In the instance of the present suite of works, the artist opted to use white. The base or background colors, such as tan, sienna, sky-blue, mossy green, are not a passive field but involved in intensifying the contours of the anthurium form.
In all the works, the spikes are unfailingly defined in seething red and deployed by the artist as an activating agent. Like a spangle of accents, the spikes, which, in fact, differentiate the anthurium from other flowering plants, teasingly swim into view, seemingly dispersed at random, but in an order that cumulatively inflects the stun of heart shapes.
Expressive
Altogether, this recent collection of anthurium paintings derives from the compositional format enforced in the “Kasuy” series. Based on an internal radiation of light that emanates from the first layer of anthurium “screen,” each painting then is an expressive nuance, in organic form, of the classic “Diaphanous” paintings.
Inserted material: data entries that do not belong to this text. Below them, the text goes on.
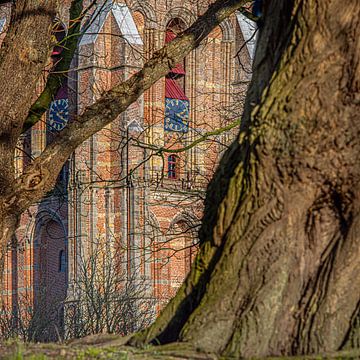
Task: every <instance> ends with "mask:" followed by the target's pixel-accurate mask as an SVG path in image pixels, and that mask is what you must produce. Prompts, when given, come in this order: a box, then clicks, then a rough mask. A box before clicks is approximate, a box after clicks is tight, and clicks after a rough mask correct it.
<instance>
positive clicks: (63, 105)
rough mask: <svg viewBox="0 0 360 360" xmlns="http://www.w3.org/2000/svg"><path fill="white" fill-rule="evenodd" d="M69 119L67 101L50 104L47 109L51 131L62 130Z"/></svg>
mask: <svg viewBox="0 0 360 360" xmlns="http://www.w3.org/2000/svg"><path fill="white" fill-rule="evenodd" d="M68 119H69V100H68V99H59V100H55V101H53V102H52V103H51V105H50V109H49V126H50V127H51V129H52V130H56V131H60V130H62V129H63V128H64V127H65V126H66V124H67V122H68Z"/></svg>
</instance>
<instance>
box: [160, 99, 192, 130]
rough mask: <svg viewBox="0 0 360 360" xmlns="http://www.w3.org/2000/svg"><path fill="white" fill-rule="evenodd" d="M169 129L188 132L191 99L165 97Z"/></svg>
mask: <svg viewBox="0 0 360 360" xmlns="http://www.w3.org/2000/svg"><path fill="white" fill-rule="evenodd" d="M164 129H165V130H167V131H176V132H183V133H186V132H188V130H189V101H188V100H179V99H171V98H166V99H165V124H164Z"/></svg>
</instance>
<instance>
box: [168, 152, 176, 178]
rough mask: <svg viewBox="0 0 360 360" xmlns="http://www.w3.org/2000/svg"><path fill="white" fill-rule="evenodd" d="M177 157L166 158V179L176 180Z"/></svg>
mask: <svg viewBox="0 0 360 360" xmlns="http://www.w3.org/2000/svg"><path fill="white" fill-rule="evenodd" d="M176 160H177V157H176V156H175V155H170V156H169V157H168V178H169V179H176V178H177V165H176Z"/></svg>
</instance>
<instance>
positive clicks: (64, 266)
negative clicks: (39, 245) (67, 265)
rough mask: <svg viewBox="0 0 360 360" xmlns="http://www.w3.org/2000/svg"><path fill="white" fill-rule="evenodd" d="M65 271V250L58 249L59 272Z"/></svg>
mask: <svg viewBox="0 0 360 360" xmlns="http://www.w3.org/2000/svg"><path fill="white" fill-rule="evenodd" d="M65 271H66V257H65V250H60V252H59V272H65Z"/></svg>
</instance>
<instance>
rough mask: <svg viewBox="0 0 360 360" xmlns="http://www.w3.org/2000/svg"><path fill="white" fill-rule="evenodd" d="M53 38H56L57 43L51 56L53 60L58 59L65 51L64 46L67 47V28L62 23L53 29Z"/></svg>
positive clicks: (56, 23)
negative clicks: (53, 37)
mask: <svg viewBox="0 0 360 360" xmlns="http://www.w3.org/2000/svg"><path fill="white" fill-rule="evenodd" d="M53 36H54V40H55V41H56V44H55V46H54V49H53V51H52V53H51V56H52V57H53V58H54V57H55V58H57V57H59V56H60V54H61V53H62V51H63V50H64V46H65V44H64V39H65V37H66V28H65V25H64V24H63V23H62V22H60V21H57V22H56V23H55V25H54V28H53Z"/></svg>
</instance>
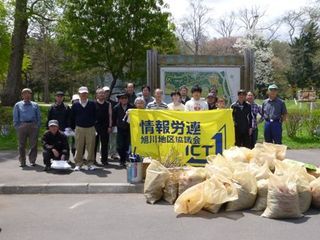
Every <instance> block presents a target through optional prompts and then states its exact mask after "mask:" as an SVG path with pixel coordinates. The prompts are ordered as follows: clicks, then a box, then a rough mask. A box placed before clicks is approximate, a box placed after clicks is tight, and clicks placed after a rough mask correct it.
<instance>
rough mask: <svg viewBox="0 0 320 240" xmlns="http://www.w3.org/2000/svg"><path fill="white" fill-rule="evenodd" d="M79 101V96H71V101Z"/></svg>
mask: <svg viewBox="0 0 320 240" xmlns="http://www.w3.org/2000/svg"><path fill="white" fill-rule="evenodd" d="M79 99H80V96H79V94H73V95H72V99H71V101H75V100H79Z"/></svg>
The conflation of a representational theme and a deeply entrenched and perfected abstract style is what lends a refreshing thrill to Olazo’s continually evolving art. It is worth recalling that way back in the ’70s Olazo did some graphic works that used the image of the heart. Appropriately he gave them the evocative title “Corazon.”
As with the kasuy, Olazo realized the potency of the anthurium as pure form. Its providential heart shape is itself a valentine that was proffered to him on that Saturday Group painting session at the Flower Farm.
When the artist brought home an armful of anthurium and presented them to his wife Patricia, the correspondence between love and art acquired a dimension that needed a manifest expression.
These anthurium paintings are the progeny of that felicitous moment.